Seeing relatives, meeting cousins, being with grandparents are ways for kids to connect with their families and re-establish their roots.
Children are interested in where there parents grew up and what it was like. Looking at pictures, home movies and listening to family stories help to give them a sense of place in the world. It also helps give them another perspective on the world. Also just spending time with you, doing things that are out the normal routine helps them to see you in a different light.
To help further develop perspective and to encourage reading and writing over the summer, I would suggest a diary or journal be kept. For younger children it can be in the form of pictures they draw or photographs taken. These journals can be about specific things such as a trip or it might be a daily one. You can expect some resistance to this but in my experience kids do like to look back at them later and treasure the memories.
Encourage the maintenance of their academic skills through reading programs at the library, doing shared reading, and having children create their own books. Math skills too can be encouraged through daily experience.

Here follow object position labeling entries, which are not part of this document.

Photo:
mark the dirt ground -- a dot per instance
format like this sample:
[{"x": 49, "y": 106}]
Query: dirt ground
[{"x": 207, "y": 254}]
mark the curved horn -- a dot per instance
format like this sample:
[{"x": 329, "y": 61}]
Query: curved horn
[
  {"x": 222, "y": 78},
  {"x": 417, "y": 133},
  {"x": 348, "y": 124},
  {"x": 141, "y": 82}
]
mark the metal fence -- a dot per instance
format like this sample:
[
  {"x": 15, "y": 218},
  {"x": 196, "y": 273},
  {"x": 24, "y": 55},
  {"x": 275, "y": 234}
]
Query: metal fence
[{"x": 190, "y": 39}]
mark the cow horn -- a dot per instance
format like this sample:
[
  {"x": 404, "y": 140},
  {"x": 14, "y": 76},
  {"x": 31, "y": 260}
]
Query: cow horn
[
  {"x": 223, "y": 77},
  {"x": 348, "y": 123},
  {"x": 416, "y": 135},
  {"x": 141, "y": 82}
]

Often this provides a meaningful experience with math so that they can see the operations in action and appreciate them more.
While we like to keep our children active, it is important to remember that growth and development happens in those quiet times too. Children get an opportunity to reflect on things they have learned. The quiet times give them chances to develop skills.Cameron is a Chartered Psychologist with the Alberta Children's Hospital. For more information, he can be reached at 616-6238.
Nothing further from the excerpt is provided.